Мумия в тоненьких очках и деловом костюме бережно обнимала кожаный портфель. Другая прикрылась зимней курткой и, казалось, сладко спала, подложив под голову ладошку. За столиком в кафе, карикатурно и нелепо, мертвец опустил лицо прямо в тарелку с супом. Опершись спинами на стойку бара, одинаково закинув головы назад, будто в последней попытке увидеть небо, сидели двое: мужчина, в шарфе и пальто, с обтянутым серо-зелёной кожей лицом, и девочка, с жуткими мутными глазами, в шапочке с помпонами.
Кира отвернулась и больше не смотрела по сторонам. Мужчины угрюмо молчали.
Спят мертвецы без савана, без гроба,
В красивых платьях, шляпах и пальто,
Но вы, неспящие, смотрите в оба,
Уже грядёт безликое Ничто.
Они оглянулись на декламирующего стихи.
Роман Вешников стоял посреди верхнего зала с лицом, по цвету напоминавшем медузу.
– Ева написала эти стихи, – оправдался сомнолог, оглядываясь в ту сторону, где оставил тело супруги. – Думаю, мне нужно проверить, всё ли с ней в порядке.
– Сначала найдём самолёту, – поднял палец Тым. – Лучше держаться вместе.
– Безликое Ничто? – скривился Логарифм. – Бессмыслица какая-то. Невозможно заметить то, чего нет.
– Вообще-то, она никогда особо не увлекалась поэзией, но последний месяц перед катастрофой… – Вешников тяжело вздохнул и не договорил.
Тым втянул носом воздух, окинул недобрым взглядом зал ожидания.
– Эти спали ещё живыми. Не сами умерли. Плохой нелюдь приходил к ним во сне. Брал из них силу. Забирал одного за другим. Трупы нехорошие. Трупы как рыбка, которую сушили на ветру. Трупы не гниют.
Он сплюнул на пол. Задумался.
Кира почувствовала, как немеет язык и холодеют кончики пальцев, как желудок тяжелеет, словно её заставили съесть целое ведро колотого льда. Она глядела в пол – упрямо, не сводя глаз с перекрещенных линий между плитками. Линии дрожали, расплывались перед глазами. Она не должна была поднимать голову, не хотела снова смотреть туда, где лежали, обнявшись, отец и дочь. Но её взгляд против воли скользнул к барной стойке. Она снова увидела мутные глаза девочки, глиняную маску застывшего ужаса, вздёрнутую губу и под ней редкие молочные зубы.

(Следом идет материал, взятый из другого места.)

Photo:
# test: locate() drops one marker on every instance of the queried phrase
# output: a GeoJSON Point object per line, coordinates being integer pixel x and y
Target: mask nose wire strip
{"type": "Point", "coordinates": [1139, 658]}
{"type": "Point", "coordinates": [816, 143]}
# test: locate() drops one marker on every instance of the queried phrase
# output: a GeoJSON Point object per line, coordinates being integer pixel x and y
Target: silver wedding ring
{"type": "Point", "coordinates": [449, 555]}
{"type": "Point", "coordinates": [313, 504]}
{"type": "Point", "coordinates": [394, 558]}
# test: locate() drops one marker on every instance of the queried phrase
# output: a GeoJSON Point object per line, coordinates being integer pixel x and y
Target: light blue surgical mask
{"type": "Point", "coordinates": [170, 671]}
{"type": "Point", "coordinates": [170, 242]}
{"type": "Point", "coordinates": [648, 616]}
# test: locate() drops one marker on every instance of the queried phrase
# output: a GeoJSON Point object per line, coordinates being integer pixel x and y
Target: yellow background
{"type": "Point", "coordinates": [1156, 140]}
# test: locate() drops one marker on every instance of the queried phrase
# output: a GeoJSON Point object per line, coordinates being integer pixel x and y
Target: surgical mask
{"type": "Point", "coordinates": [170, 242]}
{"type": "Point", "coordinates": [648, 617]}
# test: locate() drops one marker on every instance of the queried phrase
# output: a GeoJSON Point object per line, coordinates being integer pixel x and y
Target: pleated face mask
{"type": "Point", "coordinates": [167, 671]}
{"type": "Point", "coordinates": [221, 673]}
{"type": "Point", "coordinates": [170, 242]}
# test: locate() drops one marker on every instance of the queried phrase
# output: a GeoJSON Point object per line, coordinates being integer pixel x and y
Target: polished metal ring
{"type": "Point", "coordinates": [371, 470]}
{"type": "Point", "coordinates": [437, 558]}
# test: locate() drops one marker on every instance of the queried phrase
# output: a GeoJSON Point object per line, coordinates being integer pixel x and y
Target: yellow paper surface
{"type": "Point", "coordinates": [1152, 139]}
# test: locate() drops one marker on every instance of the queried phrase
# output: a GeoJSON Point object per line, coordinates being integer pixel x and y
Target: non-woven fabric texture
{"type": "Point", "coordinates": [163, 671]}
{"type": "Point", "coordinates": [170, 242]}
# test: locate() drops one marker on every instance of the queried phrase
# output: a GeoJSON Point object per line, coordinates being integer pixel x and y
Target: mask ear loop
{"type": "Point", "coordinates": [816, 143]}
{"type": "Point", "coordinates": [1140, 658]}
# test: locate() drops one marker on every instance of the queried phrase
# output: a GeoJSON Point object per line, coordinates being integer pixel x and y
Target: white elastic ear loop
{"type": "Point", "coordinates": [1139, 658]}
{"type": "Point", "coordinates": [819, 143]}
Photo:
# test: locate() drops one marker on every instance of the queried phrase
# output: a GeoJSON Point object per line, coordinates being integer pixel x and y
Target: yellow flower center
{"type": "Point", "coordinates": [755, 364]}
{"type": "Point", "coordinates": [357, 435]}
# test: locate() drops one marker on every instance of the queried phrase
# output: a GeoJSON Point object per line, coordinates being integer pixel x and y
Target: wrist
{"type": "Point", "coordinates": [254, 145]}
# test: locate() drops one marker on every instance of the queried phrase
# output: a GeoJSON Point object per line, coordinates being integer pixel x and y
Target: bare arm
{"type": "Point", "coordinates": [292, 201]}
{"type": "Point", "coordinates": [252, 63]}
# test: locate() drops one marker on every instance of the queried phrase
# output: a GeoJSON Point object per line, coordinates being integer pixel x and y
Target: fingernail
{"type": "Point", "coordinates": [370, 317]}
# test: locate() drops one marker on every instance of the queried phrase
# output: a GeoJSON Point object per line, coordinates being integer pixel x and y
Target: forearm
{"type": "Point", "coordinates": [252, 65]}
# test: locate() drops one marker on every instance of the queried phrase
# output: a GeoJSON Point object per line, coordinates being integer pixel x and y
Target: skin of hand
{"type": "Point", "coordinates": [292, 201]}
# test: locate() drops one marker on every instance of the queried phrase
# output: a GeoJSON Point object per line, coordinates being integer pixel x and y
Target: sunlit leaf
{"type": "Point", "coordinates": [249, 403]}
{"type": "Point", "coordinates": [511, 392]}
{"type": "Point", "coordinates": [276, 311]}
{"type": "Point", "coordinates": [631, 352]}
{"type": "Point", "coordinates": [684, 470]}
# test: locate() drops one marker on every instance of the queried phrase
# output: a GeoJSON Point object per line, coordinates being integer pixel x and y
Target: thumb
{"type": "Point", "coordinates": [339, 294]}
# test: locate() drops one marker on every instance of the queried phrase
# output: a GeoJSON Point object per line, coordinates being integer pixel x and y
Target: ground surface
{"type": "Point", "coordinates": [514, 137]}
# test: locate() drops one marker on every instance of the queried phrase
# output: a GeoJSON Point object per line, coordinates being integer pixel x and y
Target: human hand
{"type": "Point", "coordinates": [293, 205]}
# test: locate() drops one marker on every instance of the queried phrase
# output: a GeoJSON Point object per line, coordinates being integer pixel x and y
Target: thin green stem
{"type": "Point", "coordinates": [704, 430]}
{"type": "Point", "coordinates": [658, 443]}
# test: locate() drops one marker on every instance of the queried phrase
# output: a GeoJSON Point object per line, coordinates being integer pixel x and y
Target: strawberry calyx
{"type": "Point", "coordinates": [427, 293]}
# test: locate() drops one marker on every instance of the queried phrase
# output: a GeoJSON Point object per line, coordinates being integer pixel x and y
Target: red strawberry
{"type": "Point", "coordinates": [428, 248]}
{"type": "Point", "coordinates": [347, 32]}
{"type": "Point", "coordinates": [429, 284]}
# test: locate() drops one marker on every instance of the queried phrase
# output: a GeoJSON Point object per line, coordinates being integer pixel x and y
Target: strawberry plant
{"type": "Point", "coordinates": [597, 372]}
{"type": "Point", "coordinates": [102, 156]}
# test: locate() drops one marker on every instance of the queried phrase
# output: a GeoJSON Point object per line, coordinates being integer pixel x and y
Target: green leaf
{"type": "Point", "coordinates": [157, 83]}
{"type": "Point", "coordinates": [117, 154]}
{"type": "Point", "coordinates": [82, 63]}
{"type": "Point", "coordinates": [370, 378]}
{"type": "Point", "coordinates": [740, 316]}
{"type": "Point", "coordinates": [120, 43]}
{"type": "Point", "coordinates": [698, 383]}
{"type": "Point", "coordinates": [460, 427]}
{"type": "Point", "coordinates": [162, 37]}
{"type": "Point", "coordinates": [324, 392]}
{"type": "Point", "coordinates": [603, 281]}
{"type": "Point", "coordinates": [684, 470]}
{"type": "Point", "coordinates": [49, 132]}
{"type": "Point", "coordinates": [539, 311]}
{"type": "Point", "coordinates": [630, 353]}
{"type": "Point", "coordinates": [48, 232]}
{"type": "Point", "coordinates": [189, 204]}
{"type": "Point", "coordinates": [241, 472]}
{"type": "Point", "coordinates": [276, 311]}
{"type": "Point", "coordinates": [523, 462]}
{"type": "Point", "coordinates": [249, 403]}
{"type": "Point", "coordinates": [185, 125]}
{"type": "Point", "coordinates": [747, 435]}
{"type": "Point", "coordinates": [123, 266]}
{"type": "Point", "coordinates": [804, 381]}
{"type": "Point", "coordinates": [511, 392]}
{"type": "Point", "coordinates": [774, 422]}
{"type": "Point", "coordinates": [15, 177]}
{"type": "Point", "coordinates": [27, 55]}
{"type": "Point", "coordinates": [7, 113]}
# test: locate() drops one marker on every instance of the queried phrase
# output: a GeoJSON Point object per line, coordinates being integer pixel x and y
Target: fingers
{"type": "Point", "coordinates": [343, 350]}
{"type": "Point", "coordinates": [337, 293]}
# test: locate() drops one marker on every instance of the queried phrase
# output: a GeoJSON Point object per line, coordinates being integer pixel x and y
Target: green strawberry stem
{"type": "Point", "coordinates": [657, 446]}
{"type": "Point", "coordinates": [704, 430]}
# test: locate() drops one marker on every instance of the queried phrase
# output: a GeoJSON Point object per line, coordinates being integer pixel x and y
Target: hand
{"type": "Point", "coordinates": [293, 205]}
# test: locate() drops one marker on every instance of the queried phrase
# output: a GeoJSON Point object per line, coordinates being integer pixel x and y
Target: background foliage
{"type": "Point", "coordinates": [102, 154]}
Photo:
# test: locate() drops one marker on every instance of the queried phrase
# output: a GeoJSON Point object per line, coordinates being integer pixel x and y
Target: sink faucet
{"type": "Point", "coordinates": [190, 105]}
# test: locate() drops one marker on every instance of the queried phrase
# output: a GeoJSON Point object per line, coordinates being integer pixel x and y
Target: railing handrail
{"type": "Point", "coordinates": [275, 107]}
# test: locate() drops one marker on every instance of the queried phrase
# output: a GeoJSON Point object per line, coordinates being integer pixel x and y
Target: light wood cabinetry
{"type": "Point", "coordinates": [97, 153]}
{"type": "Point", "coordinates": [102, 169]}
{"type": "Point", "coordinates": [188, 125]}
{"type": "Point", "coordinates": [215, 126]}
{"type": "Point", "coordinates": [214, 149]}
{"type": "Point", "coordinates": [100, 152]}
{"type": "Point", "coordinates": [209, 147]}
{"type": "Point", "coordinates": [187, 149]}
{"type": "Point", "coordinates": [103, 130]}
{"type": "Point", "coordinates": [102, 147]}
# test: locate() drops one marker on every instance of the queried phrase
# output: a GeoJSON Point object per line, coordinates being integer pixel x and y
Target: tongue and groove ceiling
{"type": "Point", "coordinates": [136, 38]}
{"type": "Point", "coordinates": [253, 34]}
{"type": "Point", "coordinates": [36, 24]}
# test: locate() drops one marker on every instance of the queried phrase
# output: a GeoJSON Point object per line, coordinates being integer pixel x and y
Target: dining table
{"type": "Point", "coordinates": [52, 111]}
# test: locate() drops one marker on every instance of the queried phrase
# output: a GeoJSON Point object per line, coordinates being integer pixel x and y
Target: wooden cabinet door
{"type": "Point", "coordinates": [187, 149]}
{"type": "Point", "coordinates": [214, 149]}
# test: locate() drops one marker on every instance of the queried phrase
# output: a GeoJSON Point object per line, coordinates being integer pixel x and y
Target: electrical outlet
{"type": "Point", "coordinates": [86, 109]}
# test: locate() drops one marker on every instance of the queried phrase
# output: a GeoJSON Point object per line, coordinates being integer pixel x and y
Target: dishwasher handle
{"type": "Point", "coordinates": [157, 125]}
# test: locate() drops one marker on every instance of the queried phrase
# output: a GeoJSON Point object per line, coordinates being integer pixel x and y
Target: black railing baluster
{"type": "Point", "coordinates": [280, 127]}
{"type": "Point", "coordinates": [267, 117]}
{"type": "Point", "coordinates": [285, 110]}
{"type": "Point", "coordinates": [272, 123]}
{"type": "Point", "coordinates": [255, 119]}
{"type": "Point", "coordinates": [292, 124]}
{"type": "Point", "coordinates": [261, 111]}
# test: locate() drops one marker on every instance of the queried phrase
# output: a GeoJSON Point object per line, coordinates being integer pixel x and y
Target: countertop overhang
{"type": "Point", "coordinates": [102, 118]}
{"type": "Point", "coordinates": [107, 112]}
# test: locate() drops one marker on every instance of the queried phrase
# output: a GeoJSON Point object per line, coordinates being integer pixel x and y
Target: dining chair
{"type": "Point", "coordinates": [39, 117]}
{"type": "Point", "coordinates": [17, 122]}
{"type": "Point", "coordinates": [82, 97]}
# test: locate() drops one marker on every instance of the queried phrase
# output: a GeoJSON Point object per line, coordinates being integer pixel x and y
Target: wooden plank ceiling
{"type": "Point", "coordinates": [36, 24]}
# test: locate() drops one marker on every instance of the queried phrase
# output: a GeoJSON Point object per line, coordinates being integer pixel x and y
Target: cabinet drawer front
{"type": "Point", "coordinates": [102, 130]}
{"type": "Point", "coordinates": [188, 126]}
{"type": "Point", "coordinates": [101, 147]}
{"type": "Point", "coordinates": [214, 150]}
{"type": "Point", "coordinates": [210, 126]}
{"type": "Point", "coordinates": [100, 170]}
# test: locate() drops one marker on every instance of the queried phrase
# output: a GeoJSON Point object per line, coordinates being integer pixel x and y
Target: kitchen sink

Колени со стуком ударились об пол, Кира что-то промямлила и повалилась на пол.
6. Пятый терминал
Очнулась она дома, в своей кровати. Из окна струилась приятная прохлада. Горел ночник. Одно беспокоило: в точке над верхней губой, прямо под носом, нарастала боль. Из ноющей она быстро перешла в огненную, запульсировала.
Кира застонала. Перед глазами заплясали красные всполохи.
– Не-е-ет! – Она отмахнулась, задела чью-то руку, которая с садистским упорством давила чем-то твёрдым ей на губу.
Раскрыла глаза. Исчезла уютная комнатка, которую она сама обставляла мебелью из ИКЕА: книжная полка под светлое дерево с подборкой классического фэнтези и научно-популярными книжками по истории, экологии и физике, старое кресло-качалка и кровать, наверное единственная в мире, на которой Кире не приходилось сгибать ноги в коленях, чтобы поместиться.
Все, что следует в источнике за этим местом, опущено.